There are alternatives, where models change entirely.

Retails have focused on being value add. I think many will continue to focus on this, but in theory, this doesn’t have to be the case.

All of these services and offerings increase complexity and costs. There is the low cost model; cut services, staff and focus etc and re-establish a core of less products, lower overhead and making money on being the lowest cost provider, strategically pairing with specific suppliers, even independent consultants and targeting the farmers looking specifically for this because they have the scale and size to invest in a lot of the infrastructure they once relied on the retailer for. This is actually what we have begun to see in the USA from groups like Meristem Crop Performance, or even Farmers Business Network in a slightly different fashion for example. These other models are often viewed negatively, but the reality is that they are just bundling their offering differently.

There are platform based models as well, that focus more on the aggregation of disparate crop input manufacturers and retailers, like CommoditAg or Agro.Club or Agrofy in Brazil. They also present a unique approach to the market that further bundles offerings in a unique way, offering value to farmers in ways that focus on convenience and ease of access to information.
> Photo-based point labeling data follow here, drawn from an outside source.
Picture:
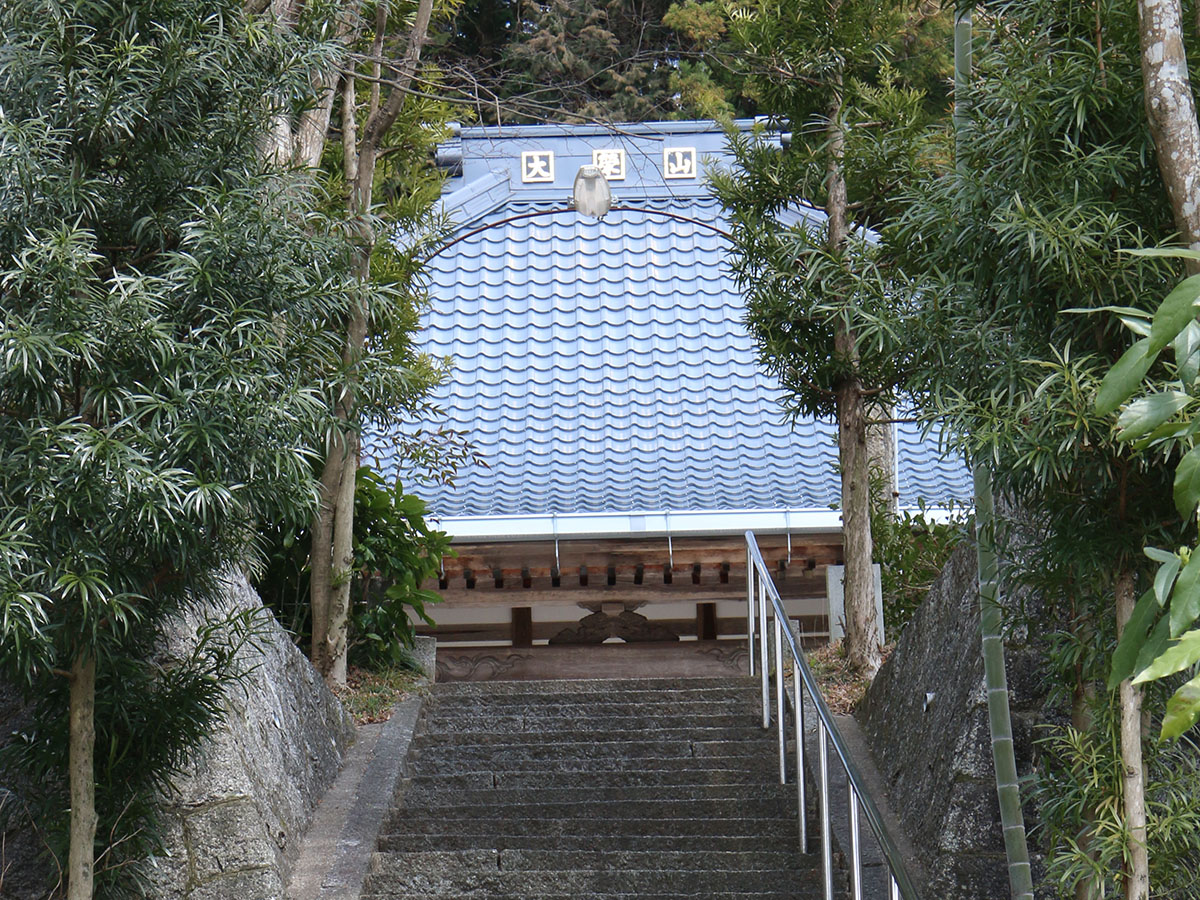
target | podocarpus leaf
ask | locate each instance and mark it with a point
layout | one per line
(1187, 484)
(1182, 711)
(1147, 413)
(1132, 640)
(1164, 579)
(1125, 377)
(1180, 655)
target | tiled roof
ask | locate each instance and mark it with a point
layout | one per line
(604, 366)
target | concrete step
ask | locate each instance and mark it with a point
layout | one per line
(778, 840)
(647, 789)
(669, 808)
(594, 826)
(639, 895)
(435, 795)
(513, 861)
(582, 733)
(601, 763)
(568, 687)
(397, 876)
(539, 721)
(736, 772)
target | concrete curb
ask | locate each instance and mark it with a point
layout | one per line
(335, 852)
(372, 802)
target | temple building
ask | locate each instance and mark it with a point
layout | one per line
(628, 436)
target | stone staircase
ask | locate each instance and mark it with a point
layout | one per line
(593, 789)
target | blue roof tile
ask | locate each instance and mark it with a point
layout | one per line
(604, 366)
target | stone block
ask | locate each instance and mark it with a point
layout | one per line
(252, 790)
(227, 838)
(263, 885)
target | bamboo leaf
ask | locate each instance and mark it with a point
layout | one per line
(1132, 640)
(1169, 252)
(1125, 377)
(1182, 711)
(1147, 413)
(1180, 655)
(1187, 484)
(1175, 312)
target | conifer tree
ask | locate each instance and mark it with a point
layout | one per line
(819, 300)
(1017, 244)
(163, 360)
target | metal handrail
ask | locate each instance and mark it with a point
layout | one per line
(859, 799)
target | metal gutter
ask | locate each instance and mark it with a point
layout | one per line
(647, 523)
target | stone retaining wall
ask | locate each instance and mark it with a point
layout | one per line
(925, 718)
(237, 820)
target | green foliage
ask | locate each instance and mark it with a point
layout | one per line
(1079, 781)
(911, 549)
(564, 60)
(1161, 639)
(396, 550)
(1008, 243)
(802, 63)
(163, 299)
Will they work? Some will and some won’t. But different doesn’t necessarily mean bad. It means a different bundle offering driven by alternative viewpoints to what it means to “service the farm customer”. This is where topics that I have talked about in the past, like segmenting through psychographics and anticipating customer needs are a core part of re-bundling and evolving any aspect of the retail business.

Conclusion

We will see the large players like Nutrien, Helena, Simplot etc all continue to focus on offering a scalable, best in class service and differentiated offering. But this will increasingly leave pockets of opportunities for retails to further reinforce or create niche bundles and focuses themselves.

The future of ag retail is not homogenous; it’s specialized and adaptive. Having people and initiatives in place to continuously adapt will be a differentiator for retails in the future.